Fatty fish, like salmon, are also one of the best sources of polyunsaturated fats. This fish provides both EPA and DHA.
The omega-3s in salmon are more easily absorbed by the body than plant omega-3s, and they’re already in their active form. This means that they’re ready to start attacking inflammation right away.
Try adding salmon to your diet two times per week to maximize the benefits of this food.

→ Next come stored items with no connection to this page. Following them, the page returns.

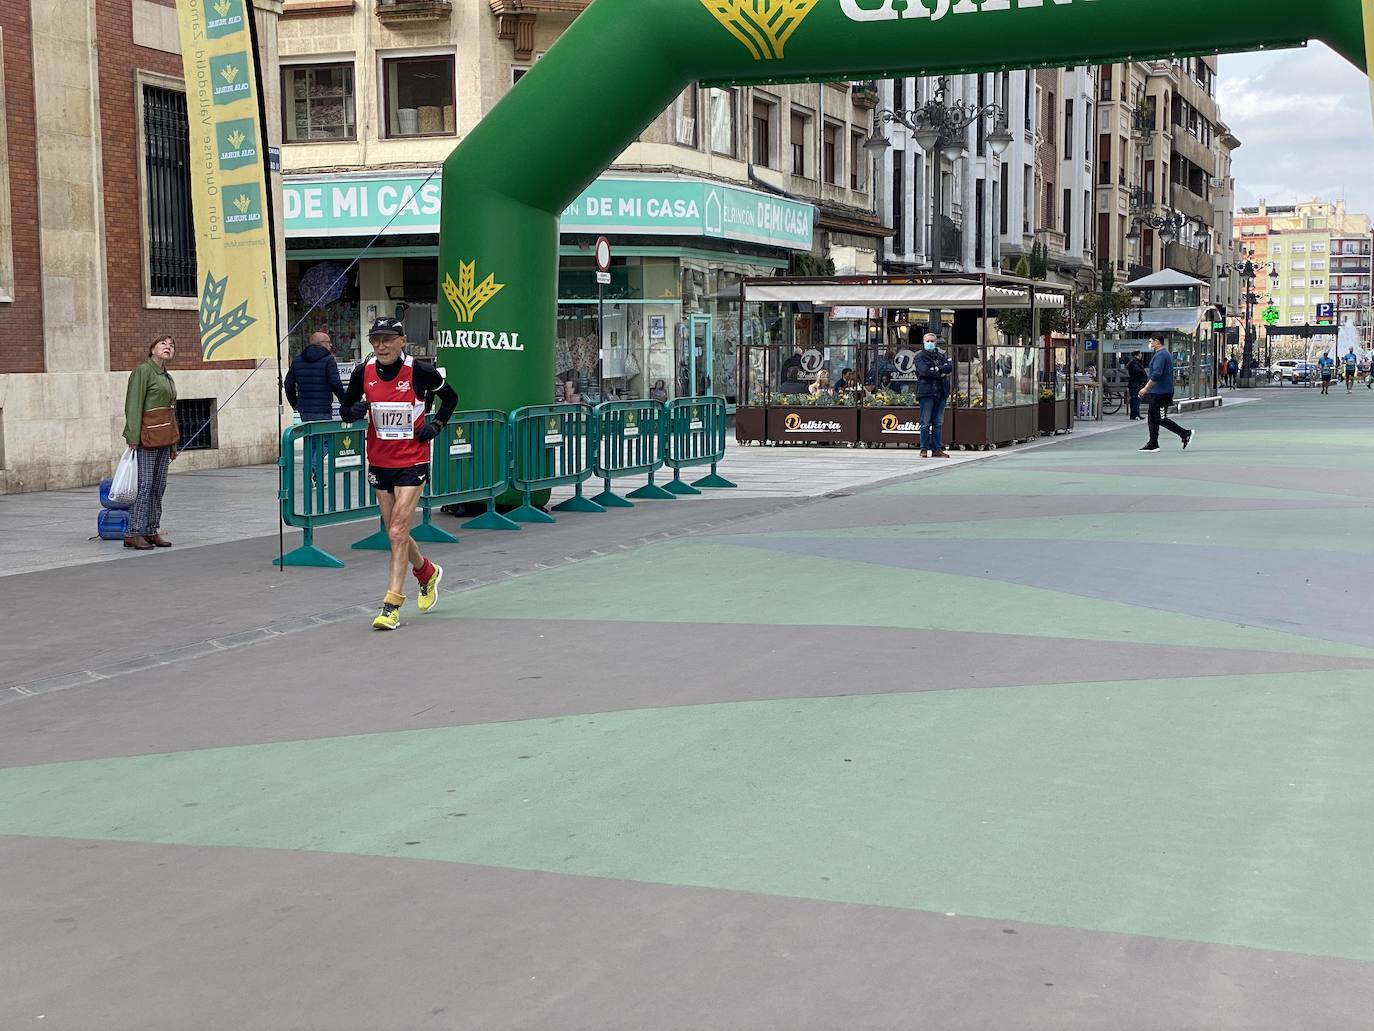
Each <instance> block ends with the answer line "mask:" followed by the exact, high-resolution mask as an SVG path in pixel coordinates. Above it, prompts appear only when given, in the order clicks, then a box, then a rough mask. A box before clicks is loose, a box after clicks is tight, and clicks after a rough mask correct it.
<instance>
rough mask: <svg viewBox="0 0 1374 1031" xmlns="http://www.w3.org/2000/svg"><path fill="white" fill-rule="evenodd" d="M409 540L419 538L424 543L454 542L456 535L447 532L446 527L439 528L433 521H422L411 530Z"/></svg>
mask: <svg viewBox="0 0 1374 1031" xmlns="http://www.w3.org/2000/svg"><path fill="white" fill-rule="evenodd" d="M411 540H419V542H423V543H426V544H456V543H458V537H456V536H455V535H452V533H449V532H448V531H447V529H440V528H438V526H436V525H434V524H433V522H422V524H420V525H419V526H416V528H415V529H412V531H411Z"/></svg>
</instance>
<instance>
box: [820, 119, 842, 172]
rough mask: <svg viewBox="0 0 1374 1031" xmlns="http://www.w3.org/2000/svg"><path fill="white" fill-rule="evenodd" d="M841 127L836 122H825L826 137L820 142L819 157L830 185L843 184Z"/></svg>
mask: <svg viewBox="0 0 1374 1031" xmlns="http://www.w3.org/2000/svg"><path fill="white" fill-rule="evenodd" d="M841 132H842V128H841V126H840V124H838V122H826V137H824V142H823V143H822V154H820V159H822V162H823V165H824V179H826V181H827V183H830V184H831V186H844V179H842V177H841V176H842V175H844V165H842V161H844V153H842V150H841V147H842V146H844V144H842V143H841V136H840V133H841Z"/></svg>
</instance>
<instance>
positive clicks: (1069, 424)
mask: <svg viewBox="0 0 1374 1031" xmlns="http://www.w3.org/2000/svg"><path fill="white" fill-rule="evenodd" d="M1070 411H1072V407H1070V404H1069V399H1068V397H1065V399H1063V400H1059V401H1040V432H1041V433H1047V434H1054V433H1068V432H1069V429H1072V425H1070V422H1069V412H1070Z"/></svg>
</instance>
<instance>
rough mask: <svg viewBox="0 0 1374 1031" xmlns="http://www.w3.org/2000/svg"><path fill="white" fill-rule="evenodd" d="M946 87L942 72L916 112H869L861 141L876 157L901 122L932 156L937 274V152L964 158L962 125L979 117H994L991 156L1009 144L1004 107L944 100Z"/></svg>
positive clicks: (914, 138) (938, 310) (930, 327)
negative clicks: (880, 124)
mask: <svg viewBox="0 0 1374 1031" xmlns="http://www.w3.org/2000/svg"><path fill="white" fill-rule="evenodd" d="M947 87H948V80H947V78H945V77H944V76H941V77H940V78H938V80H936V92H934V96H932V98H930V99H929V100H926V102H925V103H923V104H921V107H918V109H916V110H914V111H908V110H905V109H901V107H899V109H896V110H892V109H888V107H883V109H881V110H875V111H874V113H872V135H871V136H870V137H868V140H867V142H866V143H864V148H866V150H867V151H870V153H871V154H874V155H877V154H881V153H882V151H883V150H886V148H888V147H890V146H892V140H889V139H888V136H886V135H885V133H883V129H882V126H886V125H892V124H893V122H900V124H901V125H903V126H904V128H905V129H907V131H908V132H910V133H911V136H912V139H915V142H916V146H919V147H921V150H923V151H925V153H926V154H929V155H933V157H934V166H936V168H934V173H933V175H932V179H933V183H932V191H933V198H932V206H933V208H934V214H933V217H932V219H930V271H932V272H936V274H938V272H940V267H941V261H943V260H944V256H943V254H941V249H943V247H941V245H943V243H944V239H943V238H944V223H943V219H944V203H943V198H941V195H940V194H941V191H943V183H941V180H943V176H941V169H940V155H944V157H947V158H949V161H958V159H959V158H960V157H963V154H965V153H966V151H967V148H969V144H967V140H966V129H967V128H969V126H970V125H973V124H974V122H976V121H978V120H980V118H988V120H989V121H992V125H993V129H992V132H989V133H988V137H987V143H988V150H989V151H991V153H992V157H993V158H1000V157H1002V154H1003V151H1006V148H1007V147H1009V146H1011V133H1010V132H1009V131H1007V113H1006V111H1004V110H1003V109H1002V106H999V104H996V103H989V104H984V106H981V107H978V106H974V104H967V103H965V100H963V99H962V98H960V99H959V100H955V102H954V103H952V104H947V103H945V89H947ZM879 122H881V125H879ZM893 202H894V203H900V198H894V199H893ZM930 331H932V333H934V334H938V333H940V309H938V308H936V309H933V311H932V312H930Z"/></svg>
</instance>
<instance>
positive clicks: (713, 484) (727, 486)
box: [691, 473, 739, 488]
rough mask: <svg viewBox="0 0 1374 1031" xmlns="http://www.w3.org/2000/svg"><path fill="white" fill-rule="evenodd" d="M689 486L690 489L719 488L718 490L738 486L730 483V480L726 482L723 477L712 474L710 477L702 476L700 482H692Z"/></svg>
mask: <svg viewBox="0 0 1374 1031" xmlns="http://www.w3.org/2000/svg"><path fill="white" fill-rule="evenodd" d="M691 485H692V487H719V488H728V487H739V484H732V483H730V480H727V478H725V477H723V476H720V474H719V473H712V474H710V476H703V477H702V478H701V480H692V484H691Z"/></svg>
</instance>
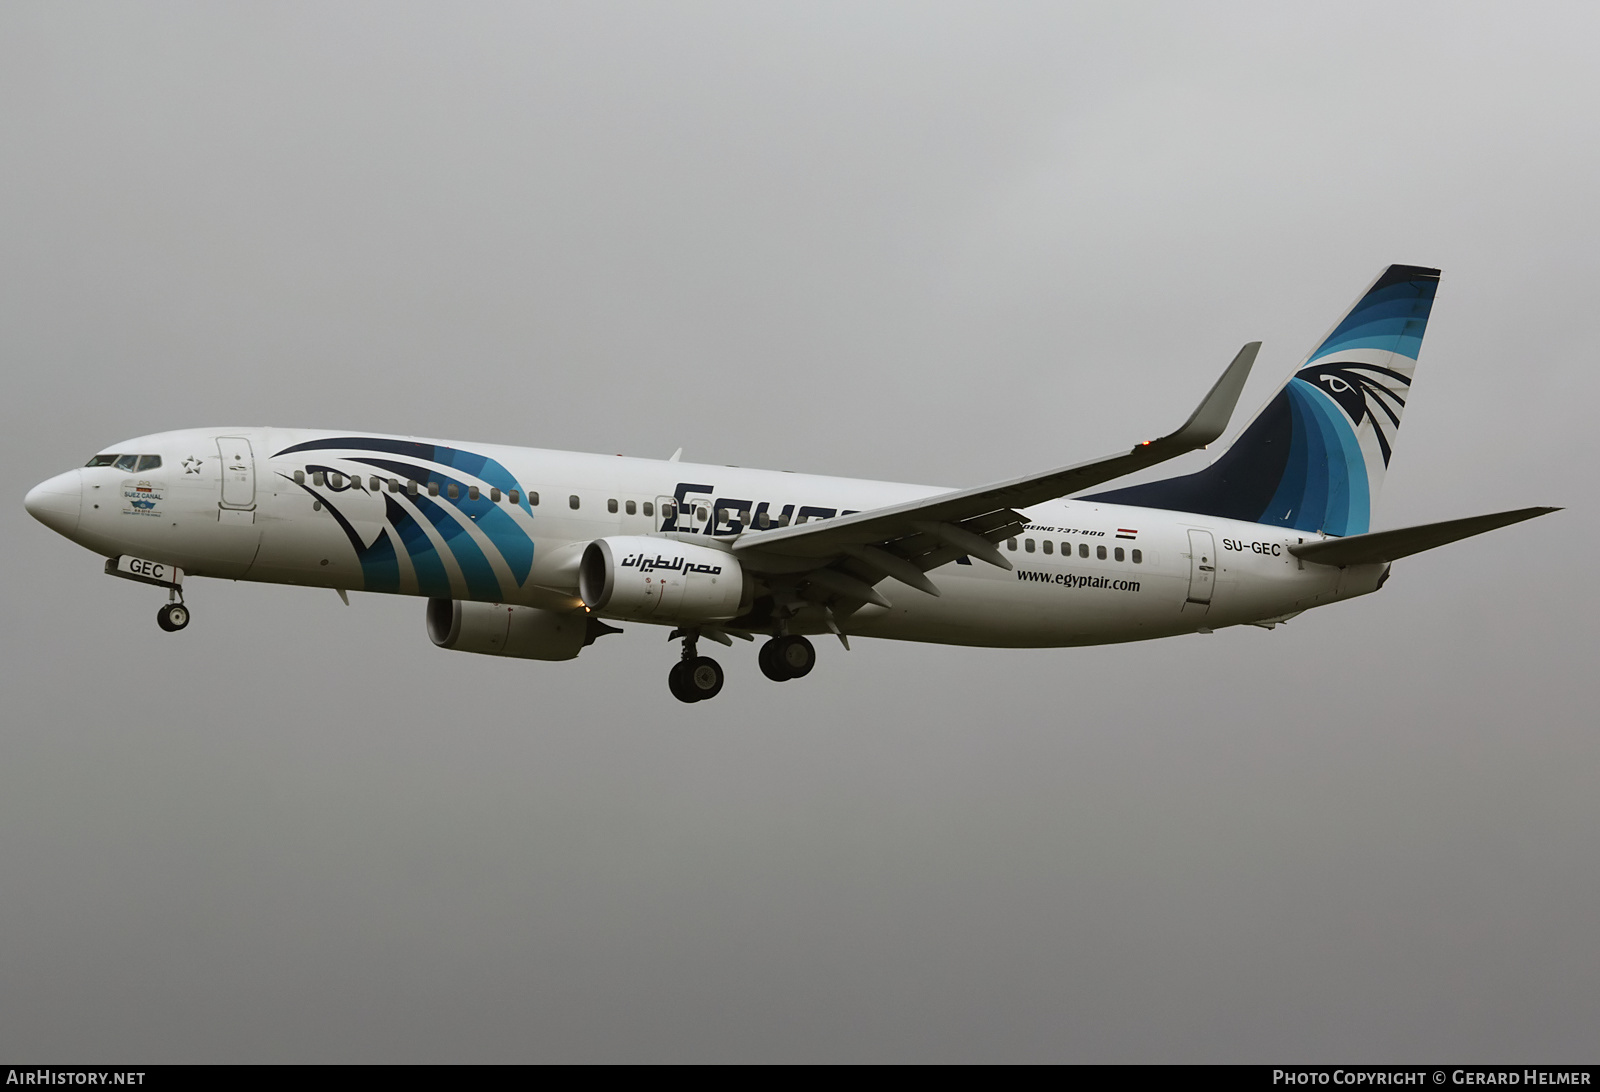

Turmeric, like ginger, is a very powerful anti-inflammatory food thanks to curcumin. Curcumin gives this root its bright color, but it also contains antioxidant and anti-inflammatory properties.
Studies have shown that the curcumin in turmeric prevents the activation of inflammatory pathways by shutting down production of the enzymes 5-LOX and COX-2.
Try adding turmeric to your dishes for an earthy flavor, or steep turmeric slices in tea for a spicy taste.
Rich in lycopene, tomatoes are also rich in antioxidants and have anti-inflammatory properties. Lycopene has been linked to cancer prevention, but it also helps prevent depression and protects the brain.
Most of the lycopene in tomatoes is found in the skin, so try adding cherry tomatoes to your salad. Cooking tomatoes (with the skin) makes lycopene even more potent.